'You're Still Away'

By: Scott Perrault


"You're Still Away" by Robert Sullivan is a collection of short stories for golfers who seek, however briefly, to go inside the ropes and look beyond the mundane. You know: the "Tiger shot such and such" reports that populate our sports pages.

Having been around golf for 45 years and growing up looping at the local country club, I was immediately brought back to my youth by Sullivan's Chapter V, "Requiem for the Bag Toter." Sad to say, he rightly observes that the days of a young lad lugging a golf bag with the occasional word of advice from an older, wiser golfer are going the way of the dodo bird. That is, the caddie is pretty much becoming extinct.

As a young caddie, the most important lesson I learned was to have integrity and honor through golf. In the chapter written about former President Clinton, "Mulligans and Ms. Lewinsky: Why President Clinton's Golf Game Shouted Beware!" Sullivan propounds that golf is nothing without its sense of honor. He writes, "At the end of the long day, as you trudge to the 19th hole for requisite relief from the trials and travails of golf, there is reality to be confronted. And - sorry - that reality says a golf shot is not a 'mulligan,' it's a golf shot. Count it, count 'em all. Similarly, an act that might cause the spouse to shy some crockery at your head: count that, too."
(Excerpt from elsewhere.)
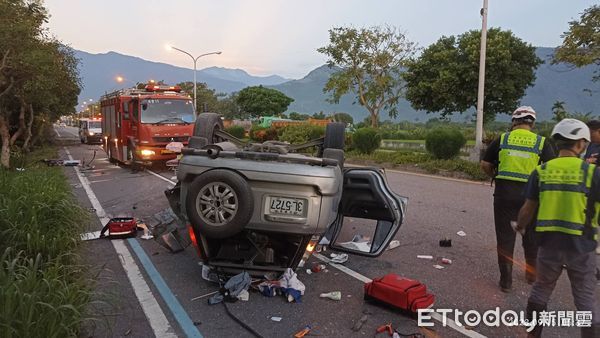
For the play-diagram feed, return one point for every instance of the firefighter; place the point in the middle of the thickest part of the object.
(509, 160)
(566, 194)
The subjects in other chapters flow nicely from celebrities - Clint Eastwood, Ernie Els and Emeril Lagasse - to more obscure topics like speed golf, blind golf and golf course architecture. Each of the 25 chapters is infused with a personal touch that allows us to get to know the principals involved. In sum, Sullivan's book of essays is an informative and fun read for any golfer.
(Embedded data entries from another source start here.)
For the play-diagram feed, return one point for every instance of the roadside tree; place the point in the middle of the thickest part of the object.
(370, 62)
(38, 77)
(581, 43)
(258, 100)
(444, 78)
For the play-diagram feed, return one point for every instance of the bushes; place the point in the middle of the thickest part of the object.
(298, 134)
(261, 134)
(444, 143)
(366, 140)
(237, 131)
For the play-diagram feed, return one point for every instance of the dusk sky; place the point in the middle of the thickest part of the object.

Through Sullivan's golf journal you will be brought inside the ropes and perhaps back to your youth, like I was. You can't beat that.

"You're Still Away," by Robert Sullivan, Maple Street Press, $19.95 (hardback), 240 pages, ISBN 978-934186-04-6.

Scott Perrault was born and raised in Seattle and is a graduate of the Seattle Golf Club caddie program. A mid-handicapper who loves the game and expects too much of his mediocre swing, actually likes playing golf with Kathy, his high school sweetheart and wife of 32 years.